Blow-up dynamics and spectral property in the $L^2$-critical nonlinear Schr\"odinger equation in high dimensions

TL;DR

This paper investigates the stable blow-up behavior of the $L^2$-critical nonlinear Schrödinger equation in high dimensions, confirming the 'log-log' regime through numerical simulations and providing a numerically-assisted proof of spectral properties.

Contribution

It extends the understanding of blow-up dynamics and spectral properties of the NLS in high dimensions, including numerical verification and a numerically-assisted proof of the 'log-log' regime.

Findings

Confirmation of 'log-log' blow-up regime in dimensions 4 to 12.

Numerically-assisted proof of spectral property for dimensions 5 to 12.

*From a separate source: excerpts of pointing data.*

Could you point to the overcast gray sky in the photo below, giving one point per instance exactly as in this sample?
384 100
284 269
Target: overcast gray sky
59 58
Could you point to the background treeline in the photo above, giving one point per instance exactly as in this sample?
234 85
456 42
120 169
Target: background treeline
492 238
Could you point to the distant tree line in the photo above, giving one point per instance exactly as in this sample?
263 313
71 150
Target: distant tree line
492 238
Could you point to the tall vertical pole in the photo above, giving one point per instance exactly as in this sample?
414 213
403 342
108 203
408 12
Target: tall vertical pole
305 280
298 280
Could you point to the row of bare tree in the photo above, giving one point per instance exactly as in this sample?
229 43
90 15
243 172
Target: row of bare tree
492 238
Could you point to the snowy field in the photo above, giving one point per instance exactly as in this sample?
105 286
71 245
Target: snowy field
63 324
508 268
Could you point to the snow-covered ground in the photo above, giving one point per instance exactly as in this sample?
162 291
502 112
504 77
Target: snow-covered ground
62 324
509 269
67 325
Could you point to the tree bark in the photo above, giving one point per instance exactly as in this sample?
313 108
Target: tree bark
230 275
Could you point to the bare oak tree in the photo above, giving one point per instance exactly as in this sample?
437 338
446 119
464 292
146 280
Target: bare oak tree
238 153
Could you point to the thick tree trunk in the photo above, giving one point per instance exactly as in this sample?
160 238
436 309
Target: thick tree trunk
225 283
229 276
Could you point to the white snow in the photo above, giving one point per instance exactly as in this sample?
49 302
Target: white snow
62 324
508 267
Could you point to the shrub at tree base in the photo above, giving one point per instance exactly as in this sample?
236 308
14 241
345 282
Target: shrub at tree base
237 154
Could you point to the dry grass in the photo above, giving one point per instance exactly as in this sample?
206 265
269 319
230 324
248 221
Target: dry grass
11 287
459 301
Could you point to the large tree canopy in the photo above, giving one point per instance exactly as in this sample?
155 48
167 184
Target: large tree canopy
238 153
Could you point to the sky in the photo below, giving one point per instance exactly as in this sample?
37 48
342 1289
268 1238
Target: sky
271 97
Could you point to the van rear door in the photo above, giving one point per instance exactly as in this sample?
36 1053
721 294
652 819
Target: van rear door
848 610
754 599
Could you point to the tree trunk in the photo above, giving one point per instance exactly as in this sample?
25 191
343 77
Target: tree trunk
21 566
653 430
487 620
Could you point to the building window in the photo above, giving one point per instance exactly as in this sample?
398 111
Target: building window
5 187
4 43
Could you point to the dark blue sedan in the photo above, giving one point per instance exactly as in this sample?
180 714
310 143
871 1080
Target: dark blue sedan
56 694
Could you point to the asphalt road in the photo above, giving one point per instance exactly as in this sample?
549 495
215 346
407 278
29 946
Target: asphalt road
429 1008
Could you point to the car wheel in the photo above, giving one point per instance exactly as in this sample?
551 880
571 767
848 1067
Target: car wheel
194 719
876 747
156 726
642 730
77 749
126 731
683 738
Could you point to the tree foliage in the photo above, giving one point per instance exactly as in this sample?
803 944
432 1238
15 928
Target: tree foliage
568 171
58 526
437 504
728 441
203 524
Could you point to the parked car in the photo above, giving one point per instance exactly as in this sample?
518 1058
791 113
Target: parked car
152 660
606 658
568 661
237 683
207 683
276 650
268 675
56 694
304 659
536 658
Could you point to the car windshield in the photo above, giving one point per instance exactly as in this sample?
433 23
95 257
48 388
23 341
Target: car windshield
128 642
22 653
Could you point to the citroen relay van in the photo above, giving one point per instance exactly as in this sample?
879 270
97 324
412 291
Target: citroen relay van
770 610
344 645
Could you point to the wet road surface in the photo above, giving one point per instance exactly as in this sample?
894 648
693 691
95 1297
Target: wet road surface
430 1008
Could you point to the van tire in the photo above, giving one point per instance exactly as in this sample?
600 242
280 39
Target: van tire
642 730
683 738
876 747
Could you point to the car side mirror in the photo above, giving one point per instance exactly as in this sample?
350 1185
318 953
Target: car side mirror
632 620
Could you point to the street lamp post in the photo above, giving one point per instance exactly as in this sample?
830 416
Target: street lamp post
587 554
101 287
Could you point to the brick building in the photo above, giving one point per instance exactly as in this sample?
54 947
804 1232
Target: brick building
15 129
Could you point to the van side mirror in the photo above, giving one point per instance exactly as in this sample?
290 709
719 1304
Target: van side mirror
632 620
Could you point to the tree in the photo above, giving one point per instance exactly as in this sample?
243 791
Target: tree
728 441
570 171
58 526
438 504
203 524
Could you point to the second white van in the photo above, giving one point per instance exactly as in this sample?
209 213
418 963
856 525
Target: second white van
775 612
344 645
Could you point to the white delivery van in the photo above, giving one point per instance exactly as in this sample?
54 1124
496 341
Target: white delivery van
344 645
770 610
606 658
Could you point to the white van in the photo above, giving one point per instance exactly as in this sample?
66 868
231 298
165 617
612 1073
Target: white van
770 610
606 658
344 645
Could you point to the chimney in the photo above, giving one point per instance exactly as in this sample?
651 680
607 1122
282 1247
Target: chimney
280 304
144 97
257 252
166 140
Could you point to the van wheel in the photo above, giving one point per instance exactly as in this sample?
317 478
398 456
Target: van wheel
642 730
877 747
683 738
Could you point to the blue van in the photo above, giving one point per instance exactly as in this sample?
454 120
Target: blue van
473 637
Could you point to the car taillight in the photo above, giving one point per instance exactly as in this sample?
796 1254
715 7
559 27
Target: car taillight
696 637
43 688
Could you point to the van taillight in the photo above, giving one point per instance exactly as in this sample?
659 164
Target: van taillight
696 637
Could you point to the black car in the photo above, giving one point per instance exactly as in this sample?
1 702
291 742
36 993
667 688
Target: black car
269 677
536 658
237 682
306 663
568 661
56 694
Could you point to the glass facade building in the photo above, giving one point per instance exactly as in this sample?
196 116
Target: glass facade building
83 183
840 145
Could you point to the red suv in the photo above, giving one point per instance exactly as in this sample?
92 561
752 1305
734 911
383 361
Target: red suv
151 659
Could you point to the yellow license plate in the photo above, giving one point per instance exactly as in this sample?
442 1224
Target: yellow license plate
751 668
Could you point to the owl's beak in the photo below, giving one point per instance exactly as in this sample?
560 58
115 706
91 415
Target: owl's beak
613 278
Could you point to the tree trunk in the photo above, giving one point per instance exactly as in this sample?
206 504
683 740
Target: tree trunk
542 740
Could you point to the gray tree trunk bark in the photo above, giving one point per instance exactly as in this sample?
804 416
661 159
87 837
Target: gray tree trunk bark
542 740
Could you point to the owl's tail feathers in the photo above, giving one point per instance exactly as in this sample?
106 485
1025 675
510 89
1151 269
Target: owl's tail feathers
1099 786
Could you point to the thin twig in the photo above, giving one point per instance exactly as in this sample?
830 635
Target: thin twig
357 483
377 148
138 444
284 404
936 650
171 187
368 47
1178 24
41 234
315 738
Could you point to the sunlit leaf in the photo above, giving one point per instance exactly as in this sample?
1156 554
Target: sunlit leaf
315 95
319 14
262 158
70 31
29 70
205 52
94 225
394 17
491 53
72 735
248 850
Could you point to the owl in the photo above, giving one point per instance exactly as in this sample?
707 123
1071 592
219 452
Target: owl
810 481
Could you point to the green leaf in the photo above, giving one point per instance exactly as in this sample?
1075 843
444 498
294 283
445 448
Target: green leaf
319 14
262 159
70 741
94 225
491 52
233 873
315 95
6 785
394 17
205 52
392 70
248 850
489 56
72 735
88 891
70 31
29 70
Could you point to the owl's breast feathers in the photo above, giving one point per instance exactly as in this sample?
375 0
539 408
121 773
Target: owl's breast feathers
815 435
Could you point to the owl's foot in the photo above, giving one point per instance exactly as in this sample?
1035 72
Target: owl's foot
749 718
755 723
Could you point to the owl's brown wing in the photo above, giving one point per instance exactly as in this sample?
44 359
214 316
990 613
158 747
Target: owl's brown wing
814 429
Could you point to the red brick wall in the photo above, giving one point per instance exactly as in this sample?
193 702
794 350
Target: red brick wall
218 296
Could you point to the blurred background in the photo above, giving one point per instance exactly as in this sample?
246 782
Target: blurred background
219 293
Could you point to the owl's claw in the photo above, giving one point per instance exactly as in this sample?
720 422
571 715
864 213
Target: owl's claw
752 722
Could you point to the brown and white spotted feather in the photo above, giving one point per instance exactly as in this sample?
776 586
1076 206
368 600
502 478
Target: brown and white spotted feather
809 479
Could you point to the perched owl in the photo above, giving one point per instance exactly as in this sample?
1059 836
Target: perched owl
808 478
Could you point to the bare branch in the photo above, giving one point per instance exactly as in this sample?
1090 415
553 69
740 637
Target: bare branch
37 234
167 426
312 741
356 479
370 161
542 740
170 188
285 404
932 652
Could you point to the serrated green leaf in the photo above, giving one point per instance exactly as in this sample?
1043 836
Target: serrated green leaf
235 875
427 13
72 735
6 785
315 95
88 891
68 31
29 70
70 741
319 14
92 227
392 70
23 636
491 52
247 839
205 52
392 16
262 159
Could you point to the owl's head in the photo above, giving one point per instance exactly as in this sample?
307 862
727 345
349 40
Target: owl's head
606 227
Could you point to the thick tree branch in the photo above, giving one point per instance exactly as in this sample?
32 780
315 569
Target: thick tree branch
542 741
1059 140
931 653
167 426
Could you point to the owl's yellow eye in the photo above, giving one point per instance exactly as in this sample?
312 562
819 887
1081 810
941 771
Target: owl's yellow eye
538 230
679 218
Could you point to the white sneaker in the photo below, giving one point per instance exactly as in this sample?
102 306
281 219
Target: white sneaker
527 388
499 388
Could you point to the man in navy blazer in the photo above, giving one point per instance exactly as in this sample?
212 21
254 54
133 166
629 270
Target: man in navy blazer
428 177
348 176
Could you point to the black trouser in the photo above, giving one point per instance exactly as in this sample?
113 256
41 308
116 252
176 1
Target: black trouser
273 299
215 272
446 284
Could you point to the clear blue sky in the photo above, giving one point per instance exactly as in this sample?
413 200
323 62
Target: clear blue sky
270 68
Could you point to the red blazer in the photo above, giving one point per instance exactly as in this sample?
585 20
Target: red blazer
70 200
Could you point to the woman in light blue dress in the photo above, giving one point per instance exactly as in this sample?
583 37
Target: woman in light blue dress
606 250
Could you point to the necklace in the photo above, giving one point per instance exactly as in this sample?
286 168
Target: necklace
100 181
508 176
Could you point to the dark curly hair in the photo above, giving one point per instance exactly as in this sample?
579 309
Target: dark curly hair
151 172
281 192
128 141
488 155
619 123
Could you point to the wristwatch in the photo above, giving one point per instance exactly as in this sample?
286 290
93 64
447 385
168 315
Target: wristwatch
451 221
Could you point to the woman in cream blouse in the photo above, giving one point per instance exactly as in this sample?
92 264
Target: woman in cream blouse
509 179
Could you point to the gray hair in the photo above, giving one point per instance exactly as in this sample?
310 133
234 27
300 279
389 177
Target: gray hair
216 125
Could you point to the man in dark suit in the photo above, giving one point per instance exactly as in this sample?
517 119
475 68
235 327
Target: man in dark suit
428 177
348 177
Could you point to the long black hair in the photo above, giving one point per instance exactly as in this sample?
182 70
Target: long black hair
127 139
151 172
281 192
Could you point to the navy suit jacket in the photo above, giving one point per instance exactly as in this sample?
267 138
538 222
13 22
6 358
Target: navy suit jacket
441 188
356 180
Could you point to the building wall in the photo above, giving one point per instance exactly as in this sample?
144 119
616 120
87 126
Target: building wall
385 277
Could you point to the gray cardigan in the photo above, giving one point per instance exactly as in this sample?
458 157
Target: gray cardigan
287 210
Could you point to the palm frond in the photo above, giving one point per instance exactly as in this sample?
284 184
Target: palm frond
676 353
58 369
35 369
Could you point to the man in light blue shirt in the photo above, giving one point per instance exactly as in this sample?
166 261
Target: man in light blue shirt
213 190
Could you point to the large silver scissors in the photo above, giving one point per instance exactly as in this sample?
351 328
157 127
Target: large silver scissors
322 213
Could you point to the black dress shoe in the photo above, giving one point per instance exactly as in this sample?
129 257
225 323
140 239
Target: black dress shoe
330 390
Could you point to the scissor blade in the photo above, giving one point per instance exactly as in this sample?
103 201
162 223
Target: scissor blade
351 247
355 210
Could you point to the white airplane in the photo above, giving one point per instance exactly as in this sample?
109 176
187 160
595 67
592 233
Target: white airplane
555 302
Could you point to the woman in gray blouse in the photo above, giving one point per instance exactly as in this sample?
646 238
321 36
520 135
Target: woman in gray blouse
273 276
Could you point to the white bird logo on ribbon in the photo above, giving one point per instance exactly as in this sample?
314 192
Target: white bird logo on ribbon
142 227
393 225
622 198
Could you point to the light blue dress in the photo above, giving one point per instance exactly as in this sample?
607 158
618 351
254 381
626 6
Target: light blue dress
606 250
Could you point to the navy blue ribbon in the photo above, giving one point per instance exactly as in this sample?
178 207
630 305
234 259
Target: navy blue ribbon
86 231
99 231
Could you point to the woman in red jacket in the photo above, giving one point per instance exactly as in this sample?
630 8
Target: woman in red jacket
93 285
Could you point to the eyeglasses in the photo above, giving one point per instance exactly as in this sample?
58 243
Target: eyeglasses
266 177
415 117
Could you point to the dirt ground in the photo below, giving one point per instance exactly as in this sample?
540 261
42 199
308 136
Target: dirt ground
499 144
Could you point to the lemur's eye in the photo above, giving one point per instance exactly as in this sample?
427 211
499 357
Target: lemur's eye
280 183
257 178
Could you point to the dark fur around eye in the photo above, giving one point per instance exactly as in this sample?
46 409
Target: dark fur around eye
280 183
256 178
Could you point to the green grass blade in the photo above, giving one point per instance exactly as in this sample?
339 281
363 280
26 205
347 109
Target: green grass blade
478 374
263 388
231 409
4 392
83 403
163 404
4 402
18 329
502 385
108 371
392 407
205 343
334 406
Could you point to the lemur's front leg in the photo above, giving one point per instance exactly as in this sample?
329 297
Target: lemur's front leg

Stable blow-up regime proven for dimensions up to 10, radially stable up to 12.

Abstract

We study stable blow-up dynamics in the $L^2$-critical nonlinear Schr\"{o}dinger equation in high dimensions. First, we show that in dimensions $d=4$ to $d=12$ generic blow-up behavior confirms the "log-log" regime in our numerical simulations, including the log-log rate and the convergence of the blow-up profiles to the rescaled ground state; this matches the description of the stable blow-up regime in the dimension $d =2$ (for the 2d cubic NLS equation). Next, we address the question of rigorous justification of the "log-log" dynamics in higher dimensions ($d \geq5)$, at least for the initial data with the mass slightly larger than the mass of the ground state, for which the spectral conjecture has yet to be proved, see [34] and [10]. We give a numerically-assisted proof of the spectral property for the dimensions from $d=5$ to $d=12$, and a modification of it in dimensions $2 \leq d \leq 12$. This, combined with previous results of Merle-Rapha\"el, proves the "log-log" stable blow-up regime in dimensions $d \leq 10$ and radially stable for $d \leq 12$.